Misonidazole - Covalent Binding and Biological Effects
Born, Jerry L.   
University of New Mexico, Albuquerque, NM, United States

Misonidazole is a nitroimidazole which is undergoing clinical trials as a hypoxic cell radiosensitizer. In addition to being a radiosensitizer misonidazole depletes NPSH, produces cytotoxicity, covalently binds to cell macromolecules, covalently binds to glutathione and produces chemosensitization. Preincubation of misonidazole with hypoxic cells increases the radiosensitization effect of misonidazole. The cytotoxicity, increased radiation effect and chemosensitization all may be related changes in the cellular levels of NPSH. The discovery of chemosensitization and hypoxic cell cytotoxicity has lead some workers to propose the utilization of nitroimidazoles as adjuncts in chemotherapy. This approach has been limited by the lack of knowledge of the mechanism(s) by which these effects are produced and the relative potency of the available compounds.
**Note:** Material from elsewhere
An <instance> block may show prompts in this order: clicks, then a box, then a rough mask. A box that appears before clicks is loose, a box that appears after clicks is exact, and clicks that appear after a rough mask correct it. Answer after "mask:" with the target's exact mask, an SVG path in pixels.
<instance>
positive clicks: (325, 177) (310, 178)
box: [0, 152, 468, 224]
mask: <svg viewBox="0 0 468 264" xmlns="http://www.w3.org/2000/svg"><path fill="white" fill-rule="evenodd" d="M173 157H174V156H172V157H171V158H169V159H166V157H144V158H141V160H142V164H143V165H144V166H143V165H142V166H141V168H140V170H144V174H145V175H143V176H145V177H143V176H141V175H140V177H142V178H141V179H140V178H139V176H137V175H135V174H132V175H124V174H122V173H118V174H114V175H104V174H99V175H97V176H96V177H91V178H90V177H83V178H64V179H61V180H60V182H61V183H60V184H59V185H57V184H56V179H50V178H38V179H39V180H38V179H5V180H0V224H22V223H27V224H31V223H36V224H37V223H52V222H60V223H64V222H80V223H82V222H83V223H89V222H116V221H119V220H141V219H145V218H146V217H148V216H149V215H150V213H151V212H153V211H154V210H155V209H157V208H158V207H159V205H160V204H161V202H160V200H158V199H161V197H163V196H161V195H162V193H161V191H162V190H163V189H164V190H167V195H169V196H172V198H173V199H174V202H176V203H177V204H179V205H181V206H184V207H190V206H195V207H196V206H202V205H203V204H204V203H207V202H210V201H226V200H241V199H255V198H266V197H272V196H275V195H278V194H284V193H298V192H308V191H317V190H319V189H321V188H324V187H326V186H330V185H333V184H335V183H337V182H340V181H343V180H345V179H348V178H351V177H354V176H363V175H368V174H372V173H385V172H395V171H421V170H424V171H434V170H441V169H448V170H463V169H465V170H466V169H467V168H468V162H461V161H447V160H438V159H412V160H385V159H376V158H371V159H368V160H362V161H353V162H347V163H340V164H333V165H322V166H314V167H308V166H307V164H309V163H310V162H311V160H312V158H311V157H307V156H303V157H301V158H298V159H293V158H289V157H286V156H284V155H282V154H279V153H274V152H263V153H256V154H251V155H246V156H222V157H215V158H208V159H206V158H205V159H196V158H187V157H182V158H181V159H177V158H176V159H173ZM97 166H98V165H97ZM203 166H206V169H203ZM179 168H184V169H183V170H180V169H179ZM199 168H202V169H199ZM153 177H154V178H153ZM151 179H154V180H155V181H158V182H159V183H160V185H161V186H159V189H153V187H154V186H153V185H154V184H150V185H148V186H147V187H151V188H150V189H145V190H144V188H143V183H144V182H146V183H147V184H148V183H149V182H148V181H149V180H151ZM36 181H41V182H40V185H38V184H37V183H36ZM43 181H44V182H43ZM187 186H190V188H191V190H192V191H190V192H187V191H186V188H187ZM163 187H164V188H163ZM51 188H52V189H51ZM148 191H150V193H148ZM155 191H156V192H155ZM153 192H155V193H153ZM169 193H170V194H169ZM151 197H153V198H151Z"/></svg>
The mechanisms by which these diverse effects are produced have not been determined although the covalent binding of misonidazole to glutathione and cell macromolecules is an appealing mechanism to account for the observed biological actions. An alternative explanation of the activities of misonidazole is the interaction of a radical ion metabolite with cell components. The importance of covalent binding in misonidazole's mechanism of action will be determined by the synthesis of misonidazole analogs in which the position of covalent binding on the imidazole ring (in vivo) is blocked. We will determine the ability of the target compounds to: radiosensitize hypoxic cells including preincubation studies, deplete NPSH, covalently bind to GSH, covalently bind to cell macromolecules, deplete protein thiols, and be cytotoxic. The objective of the proposal is to determine the relative importance of covalent binding in the mechanism(s) by which misonidazole produces its biological effects. An understanding of the mechanism by which misonidazole results in NPSH depletion, cytoxicity, and chemosensitization will provide leads for the synthesis of new compounds which are specifically designed to exploit what appears to be a novel mechanism of antineoplastic activity for hypoxic tissue.